Położenie Hiszpanii zachęca do odwiedzenia Afryki, chociażby promem do Maroka. Bliskość tego kontynentu można poczuć również będąc na terytorium Hiszpanii, a jednocześnie na wysokości… Sahary Zachodniej. Taki jest urok Wysp Kanaryjskich, z których jedna z najludniejszych to Gran Canaria.
Skąd pochodzi nazwa Gran Canaria?
W starożytności Wyspy Kanaryjskie – według ustaleń naukowców – odwiedzane były zarówno przez Greków, jak i Rzymian. Na nowo Europejczycy odkryli je dopiero w XIV wieku. Archipelag zamieszkiwany był wówczas przez spokrewniony z Berberami lud Guanczów. W tamtym i kolejnym stuleciu wyspy stały się celem wypraw żeglarzy z wielu europejskich krajów. Pod koniec XV wieku ostatecznie podbili je Hiszpanie.

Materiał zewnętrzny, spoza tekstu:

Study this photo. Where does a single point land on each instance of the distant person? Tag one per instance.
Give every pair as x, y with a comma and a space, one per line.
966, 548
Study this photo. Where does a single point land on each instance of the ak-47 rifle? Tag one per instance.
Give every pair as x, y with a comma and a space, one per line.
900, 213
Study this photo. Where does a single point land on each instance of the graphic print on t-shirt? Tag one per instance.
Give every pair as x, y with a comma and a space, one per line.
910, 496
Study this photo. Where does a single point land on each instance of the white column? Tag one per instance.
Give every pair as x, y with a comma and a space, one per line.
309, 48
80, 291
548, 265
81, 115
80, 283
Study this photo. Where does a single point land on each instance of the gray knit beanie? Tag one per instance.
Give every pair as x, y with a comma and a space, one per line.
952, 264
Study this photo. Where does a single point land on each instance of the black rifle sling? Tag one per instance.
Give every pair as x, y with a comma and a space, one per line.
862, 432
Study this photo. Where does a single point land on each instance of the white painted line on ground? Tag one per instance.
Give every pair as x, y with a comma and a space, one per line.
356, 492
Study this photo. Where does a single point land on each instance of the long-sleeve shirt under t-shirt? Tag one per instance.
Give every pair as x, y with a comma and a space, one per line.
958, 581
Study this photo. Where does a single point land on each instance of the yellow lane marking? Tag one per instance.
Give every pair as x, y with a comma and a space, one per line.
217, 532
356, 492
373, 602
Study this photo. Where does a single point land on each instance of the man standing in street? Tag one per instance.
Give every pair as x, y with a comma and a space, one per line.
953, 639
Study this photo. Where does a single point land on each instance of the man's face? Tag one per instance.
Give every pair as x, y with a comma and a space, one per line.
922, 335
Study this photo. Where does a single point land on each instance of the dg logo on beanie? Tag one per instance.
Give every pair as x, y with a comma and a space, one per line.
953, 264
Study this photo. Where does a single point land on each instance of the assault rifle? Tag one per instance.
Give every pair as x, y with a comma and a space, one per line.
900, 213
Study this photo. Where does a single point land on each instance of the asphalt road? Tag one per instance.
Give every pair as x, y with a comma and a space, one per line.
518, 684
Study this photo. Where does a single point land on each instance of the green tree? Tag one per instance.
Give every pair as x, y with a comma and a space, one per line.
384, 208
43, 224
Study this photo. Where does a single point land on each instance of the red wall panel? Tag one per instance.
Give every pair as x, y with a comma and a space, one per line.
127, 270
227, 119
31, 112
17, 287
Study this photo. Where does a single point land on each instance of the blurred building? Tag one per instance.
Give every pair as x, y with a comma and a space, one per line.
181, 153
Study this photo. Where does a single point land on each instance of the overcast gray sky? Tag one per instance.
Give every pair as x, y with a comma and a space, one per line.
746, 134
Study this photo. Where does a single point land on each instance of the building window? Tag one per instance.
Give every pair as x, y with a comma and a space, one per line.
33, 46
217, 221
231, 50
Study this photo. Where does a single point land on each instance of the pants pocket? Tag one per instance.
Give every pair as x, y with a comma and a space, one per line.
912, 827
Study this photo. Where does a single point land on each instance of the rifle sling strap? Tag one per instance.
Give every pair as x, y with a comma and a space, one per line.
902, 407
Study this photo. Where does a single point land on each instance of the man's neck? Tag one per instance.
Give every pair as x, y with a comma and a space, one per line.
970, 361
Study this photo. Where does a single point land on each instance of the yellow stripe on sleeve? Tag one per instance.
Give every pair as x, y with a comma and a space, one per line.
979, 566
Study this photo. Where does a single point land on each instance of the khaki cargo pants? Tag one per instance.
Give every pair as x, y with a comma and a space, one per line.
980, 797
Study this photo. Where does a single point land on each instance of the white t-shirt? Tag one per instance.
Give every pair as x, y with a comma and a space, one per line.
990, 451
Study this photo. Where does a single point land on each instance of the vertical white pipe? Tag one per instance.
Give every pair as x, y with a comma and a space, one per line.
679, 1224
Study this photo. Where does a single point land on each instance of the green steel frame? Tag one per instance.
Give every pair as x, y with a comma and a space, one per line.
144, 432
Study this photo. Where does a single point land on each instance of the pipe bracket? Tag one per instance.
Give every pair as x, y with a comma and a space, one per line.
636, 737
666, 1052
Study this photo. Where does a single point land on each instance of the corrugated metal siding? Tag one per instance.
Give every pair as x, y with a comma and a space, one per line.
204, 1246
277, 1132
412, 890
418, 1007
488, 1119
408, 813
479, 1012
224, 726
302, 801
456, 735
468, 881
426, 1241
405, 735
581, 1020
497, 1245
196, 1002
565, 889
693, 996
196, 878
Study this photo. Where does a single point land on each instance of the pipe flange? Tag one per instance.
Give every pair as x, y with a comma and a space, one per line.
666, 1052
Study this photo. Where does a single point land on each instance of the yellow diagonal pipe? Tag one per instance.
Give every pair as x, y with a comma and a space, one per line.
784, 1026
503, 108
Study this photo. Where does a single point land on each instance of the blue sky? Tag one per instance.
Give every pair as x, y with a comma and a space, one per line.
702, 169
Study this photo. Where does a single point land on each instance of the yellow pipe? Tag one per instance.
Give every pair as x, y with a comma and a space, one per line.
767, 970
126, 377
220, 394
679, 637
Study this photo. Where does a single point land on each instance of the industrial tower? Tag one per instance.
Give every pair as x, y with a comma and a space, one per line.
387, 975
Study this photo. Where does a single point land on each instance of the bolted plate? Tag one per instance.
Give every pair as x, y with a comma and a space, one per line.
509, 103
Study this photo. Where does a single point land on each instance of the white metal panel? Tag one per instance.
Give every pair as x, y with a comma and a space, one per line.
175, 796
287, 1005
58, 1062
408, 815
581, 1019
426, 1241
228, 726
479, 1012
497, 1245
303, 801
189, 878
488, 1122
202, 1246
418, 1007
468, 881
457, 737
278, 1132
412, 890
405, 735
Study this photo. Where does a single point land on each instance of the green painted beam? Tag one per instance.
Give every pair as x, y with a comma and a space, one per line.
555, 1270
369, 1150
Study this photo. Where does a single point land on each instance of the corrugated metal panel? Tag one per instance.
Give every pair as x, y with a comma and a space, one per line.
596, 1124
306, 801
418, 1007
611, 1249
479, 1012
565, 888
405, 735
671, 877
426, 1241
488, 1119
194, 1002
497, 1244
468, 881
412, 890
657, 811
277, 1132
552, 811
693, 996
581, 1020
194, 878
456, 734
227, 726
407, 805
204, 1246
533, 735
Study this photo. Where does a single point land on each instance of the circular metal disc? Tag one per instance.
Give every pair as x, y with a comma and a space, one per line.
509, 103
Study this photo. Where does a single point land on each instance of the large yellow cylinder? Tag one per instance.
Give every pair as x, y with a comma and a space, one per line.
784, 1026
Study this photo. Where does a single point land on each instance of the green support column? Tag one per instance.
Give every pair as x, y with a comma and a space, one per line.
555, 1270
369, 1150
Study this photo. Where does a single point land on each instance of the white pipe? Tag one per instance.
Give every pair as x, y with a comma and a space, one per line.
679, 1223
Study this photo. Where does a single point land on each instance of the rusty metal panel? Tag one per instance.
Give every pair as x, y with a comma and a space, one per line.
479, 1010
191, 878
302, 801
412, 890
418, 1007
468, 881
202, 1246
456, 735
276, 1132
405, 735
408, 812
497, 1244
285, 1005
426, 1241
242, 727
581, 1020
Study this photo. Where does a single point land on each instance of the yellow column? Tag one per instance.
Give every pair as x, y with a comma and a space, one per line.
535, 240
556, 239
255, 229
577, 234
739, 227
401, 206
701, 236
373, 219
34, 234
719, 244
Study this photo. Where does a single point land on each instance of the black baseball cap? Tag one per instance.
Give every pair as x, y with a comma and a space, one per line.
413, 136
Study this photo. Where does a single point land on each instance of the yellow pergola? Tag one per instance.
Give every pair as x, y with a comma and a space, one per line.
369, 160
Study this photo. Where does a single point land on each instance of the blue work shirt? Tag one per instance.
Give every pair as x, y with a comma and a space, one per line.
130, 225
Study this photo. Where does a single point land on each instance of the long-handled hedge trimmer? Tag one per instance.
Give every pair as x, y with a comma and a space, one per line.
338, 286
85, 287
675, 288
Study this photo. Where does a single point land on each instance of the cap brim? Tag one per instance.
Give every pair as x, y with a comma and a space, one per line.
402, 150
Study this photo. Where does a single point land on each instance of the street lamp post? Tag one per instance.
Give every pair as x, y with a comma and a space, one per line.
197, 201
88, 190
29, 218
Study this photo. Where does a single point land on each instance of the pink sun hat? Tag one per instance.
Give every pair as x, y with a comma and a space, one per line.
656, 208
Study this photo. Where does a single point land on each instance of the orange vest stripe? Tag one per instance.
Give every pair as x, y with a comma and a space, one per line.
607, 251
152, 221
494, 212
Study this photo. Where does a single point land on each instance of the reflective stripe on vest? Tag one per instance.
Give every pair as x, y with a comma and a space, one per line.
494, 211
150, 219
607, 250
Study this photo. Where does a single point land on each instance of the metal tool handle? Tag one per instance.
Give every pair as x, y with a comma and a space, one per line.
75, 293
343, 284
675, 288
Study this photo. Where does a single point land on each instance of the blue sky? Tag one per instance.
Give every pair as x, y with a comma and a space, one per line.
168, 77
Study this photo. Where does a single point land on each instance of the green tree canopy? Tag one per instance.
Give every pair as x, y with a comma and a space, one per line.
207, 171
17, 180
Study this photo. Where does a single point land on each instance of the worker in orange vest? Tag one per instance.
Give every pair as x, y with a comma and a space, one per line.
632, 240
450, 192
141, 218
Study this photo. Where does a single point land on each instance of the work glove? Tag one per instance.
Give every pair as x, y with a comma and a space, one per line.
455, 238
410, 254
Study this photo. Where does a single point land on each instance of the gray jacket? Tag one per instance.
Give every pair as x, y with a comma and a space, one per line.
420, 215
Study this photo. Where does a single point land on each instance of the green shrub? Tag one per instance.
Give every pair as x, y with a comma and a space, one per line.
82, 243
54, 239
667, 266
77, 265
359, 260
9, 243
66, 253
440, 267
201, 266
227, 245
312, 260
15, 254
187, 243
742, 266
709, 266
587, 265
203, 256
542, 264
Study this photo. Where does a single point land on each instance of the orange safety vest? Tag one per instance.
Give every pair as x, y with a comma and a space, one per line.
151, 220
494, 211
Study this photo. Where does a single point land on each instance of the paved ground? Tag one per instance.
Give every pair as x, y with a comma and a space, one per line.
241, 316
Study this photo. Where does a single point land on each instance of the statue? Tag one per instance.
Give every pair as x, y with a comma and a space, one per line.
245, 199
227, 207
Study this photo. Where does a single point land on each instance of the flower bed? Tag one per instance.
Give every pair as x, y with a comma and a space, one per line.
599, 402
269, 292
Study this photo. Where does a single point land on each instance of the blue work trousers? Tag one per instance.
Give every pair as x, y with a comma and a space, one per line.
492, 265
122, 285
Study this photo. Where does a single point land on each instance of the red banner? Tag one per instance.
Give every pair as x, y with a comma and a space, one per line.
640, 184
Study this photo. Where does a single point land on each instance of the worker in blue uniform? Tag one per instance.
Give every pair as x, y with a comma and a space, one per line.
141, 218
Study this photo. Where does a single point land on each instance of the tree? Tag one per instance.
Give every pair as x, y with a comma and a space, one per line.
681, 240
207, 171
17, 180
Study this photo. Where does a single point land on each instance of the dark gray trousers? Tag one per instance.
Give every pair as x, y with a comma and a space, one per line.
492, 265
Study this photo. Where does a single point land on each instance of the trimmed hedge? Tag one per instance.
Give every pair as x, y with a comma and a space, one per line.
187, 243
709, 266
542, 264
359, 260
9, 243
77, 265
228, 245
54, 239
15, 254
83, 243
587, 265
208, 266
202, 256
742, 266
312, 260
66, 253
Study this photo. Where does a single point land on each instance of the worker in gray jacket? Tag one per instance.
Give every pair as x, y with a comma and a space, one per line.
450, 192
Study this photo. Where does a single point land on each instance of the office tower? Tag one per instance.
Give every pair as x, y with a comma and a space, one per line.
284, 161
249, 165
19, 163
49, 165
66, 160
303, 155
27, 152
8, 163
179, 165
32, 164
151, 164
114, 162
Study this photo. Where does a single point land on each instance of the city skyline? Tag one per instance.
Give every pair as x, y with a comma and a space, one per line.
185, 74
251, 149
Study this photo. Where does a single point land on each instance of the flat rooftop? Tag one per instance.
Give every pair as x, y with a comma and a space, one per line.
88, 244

Już w kronikach powstałych niemal sto lat wcześniej pojawiało się określenie Wyspy Kanaryjskie. Wbrew temu, co zakłada wielu turystów jadących tam po raz pierwszy, wcale nie pochodzi ono od kanarków. Łacińska nazwa archipelagu to Canariae Insulae, czyli „Wyspy Psów” (z łac. canis – pies). Badacze uważają, że Kanary zamieszkiwane były kiedyś przez stada dzikich, groźnych psów, stąd takie określenie.
Jednak związek między nazwą archipelagu a kanarkami istnieje, tyle że zależność jest… odwrotna. Małe, żółte ptaszki nazywamy właśnie tak ze względu na ich tłumne występowanie na wyspach.
Las Palmas i El Bufadero
Gran Canaria to trzecia największa pod względem powierzchni – po Teneryfie i Fuerteventurze – oraz druga najludniejsza – po Teneryfie – wyspa archipelagu. Jej stolica, Las Palmas, jest największym miastem na Kanarach i dziewiątym największym w całej Hiszpanii. Liczy ok. 380 tysięcy mieszkańców, a cała aglomeracja – ponad 600 tys.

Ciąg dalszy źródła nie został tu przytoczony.